Apache and hardcore content negotiation: justben

justben

Apache and hardcore content negotiation

Oct 02, 2006 23:00

Today at work, near the end of the day, I was spending a bit of brainpower figuring out how sehellenes.org should serve up its content. The site news lives in XML files. Because of the nature of the data, it's sensible to view it a particular as raw XML Atom entries or transform it into XHTML. I may even want to add a way to transform it into RSS data later, but I haven't decided on that for sure.

The way I serve it up right now is wrong. Right now I have two different URIs: one for the raw Atom entries, and one for the XHTML format. I use a really grody combination of symlinks and apache Location directives to make both URIs serve up the same data in different formats. That is all kinds of wrong. The W3C's Architecture of the World Wide Web document and TimBL's Cool URIs Don't Change (and a handful of other documents I don't have bookmarked) offer lucid explanations of why the data should have only a single URI. In short, what it boils down to is that HTTP Content Negotiation was engineered specifically to address the exact situation described here: when one piece of information (a site news article for me) needs to be accessed in two or more different formats (Atom XML and XHTML for me).

And apache httpd supports content negotiation. Unfortunately the straightforward stuff that everybody (apparently) wants to do is let apache select between, for instance, two different image formats. Or maybe between HTML and CGI. The key is that in the standard implementation, each has a separate representation available on the filesystem, and apache easily negotiates which one to return to the user.
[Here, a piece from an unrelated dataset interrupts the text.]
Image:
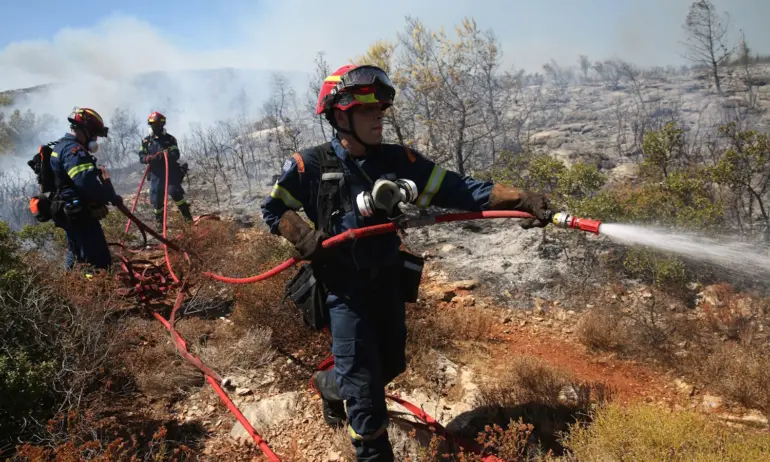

The problem that I've got is that I have one representation on the filesystem. I want apache to make two different versions available, I want it to magically handle the negotiation for me, and I want at least one of those presented versions to be generated by a CGI script using the source XML as input.

Now, if I just wanted to generate XHTML from raw XML using a CGI script, I could do it with apache's URL Rewriting support. This appears to be a fairly common, straightforward thing to do. Unfortunately, no, I want to be difficult. I need content negotiation and CGI-generated data to work together in this situation, and ideally I'd like the resultant solution to be more elegant than the nasty symlinks-and-Location-directives hack that I've got wedged together right now.

I haven't finished exploring how to solve this problem yet. I'm not at the end of my rope. Honestly I haven't yet dug too deeply into it. Still, if anyone reading this happens to know someone who's already done it and might be able to offer some pointers, I'd greatly appreciate the shortcut to knowledge.

And if not? Well, I'll post my findings here as I'm able.

(LJ Spellchecker Genius of the Day: symlinks -> Somalians)

tech, geek, web